AWS Secrets Manager Credentials Provider for Jenkins

https://plugins.jenkins.io/aws-secrets-manager-credentials-provider/

MIT License

64 stars 43 forks source link

Don't remove credentials during temporary issues #318

Open LeonPatmore opened 3 months ago

LeonPatmore commented 3 months ago

What feature do you want to see added?

Hello, I am using this Jenkins plugin to sync secrets from secretsmanager. Sometimes we get an temporary error when trying to sync the secrets, such as:

WARNING
i.j.p.c.s.AwsCredentialsProvider#getCredentials: Could not list credentials in Secrets Manager: 
message=[Rate exceeded (Service: AWSSecretsManager; Status Code: 400; Error Code: ThrottlingException; Proxy: null)]

When this happens, it seems like the secrets that should come from secret manager are no longer accessible by our jobs. They fail with:

ERROR: Could not find credentials entry with ID `<secret>`

Would it be possible to keep the cached secrets during a failed refresh event (assuming the refresh failed due to a temporary issue). This way temporary issues would not impact our jobs.

Cheers

Upstream changes

No response

Are you interested in contributing this feature?

No response

chriskilding commented 3 months ago

Hi Leon, a couple of details about how the caching works:

The list of credential names is looked up once, when a job first wants to get a credential, and then cached for 5 minutes. (Effectively the ListSecrets call in getCredentials is cached.)
The credential value itself is always looked up live (this is the GetSecretValue call), because the sensitive credential material must never be cached.

From what you posted it looks like you encountered the AWS API error when the list of credential names was fetched. Since there is already a caching strategy for that part, the only thing I can think of is that you should check that the cache has not been turned off in your plugin configuration.

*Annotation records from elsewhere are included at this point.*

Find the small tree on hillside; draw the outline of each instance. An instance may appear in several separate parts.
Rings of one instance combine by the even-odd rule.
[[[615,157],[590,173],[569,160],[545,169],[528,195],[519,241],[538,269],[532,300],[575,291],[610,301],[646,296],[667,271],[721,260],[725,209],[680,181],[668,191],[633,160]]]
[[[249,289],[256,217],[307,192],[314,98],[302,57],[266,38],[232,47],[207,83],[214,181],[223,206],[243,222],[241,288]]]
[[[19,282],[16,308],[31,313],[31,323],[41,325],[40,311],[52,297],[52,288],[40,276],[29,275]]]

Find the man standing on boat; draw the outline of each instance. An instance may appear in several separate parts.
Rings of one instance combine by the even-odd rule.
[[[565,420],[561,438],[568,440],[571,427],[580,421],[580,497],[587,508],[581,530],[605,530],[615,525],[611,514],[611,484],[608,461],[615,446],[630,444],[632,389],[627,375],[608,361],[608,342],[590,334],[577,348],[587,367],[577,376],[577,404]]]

LeonPatmore commented 2 months ago

Understood, thanks for the reply. Out of interest @chriskilding , do you have any recommendations for dealing with high throughput jobs that reply on secrets? The issue is that we have quite a few jobs running, multiple times a minute, and this is putting pressure on the AWS secret manager limits.

The only thing I can think of right now is it manually copy the secret as a local Jenkins secret. In an ideal world we would have something that would cache the value of the secret so that we can avoid many lookups.

chriskilding commented 2 months ago

Hi Leon,

One thing that may help is that, because AWS appreciate that caching secret values is unwise, they have a much higher rate limit for the GetSecretValue call compared to the ListSecrets call.

From this guide: https://docs.aws.amazon.com/secretsmanager/latest/userguide/reference_limits.html we see the following rate limits:

GetSecretValue + DescribeSecret combined

Each supported Region: 10,000 per second

ListSecrets

Each supported Region: 100 per second

Based on these values, I'd say that if you are hitting the ListSecrets rate limit, you're either:

running the plugin with the cache turned off - in which case please turn it on!
running many, many Jenkins clusters, or at least Jenkins controllers (since only the Jenkins controller node performs the ListSecrets call)
running Jenkins in an AWS account where a lot of other services or scripts are also calling ListSecrets at the same time (so its 'noisy neighbours' are crowding it out)

Would you be able to share some details about how you're running Jenkins, just to see if there's anything else we can do?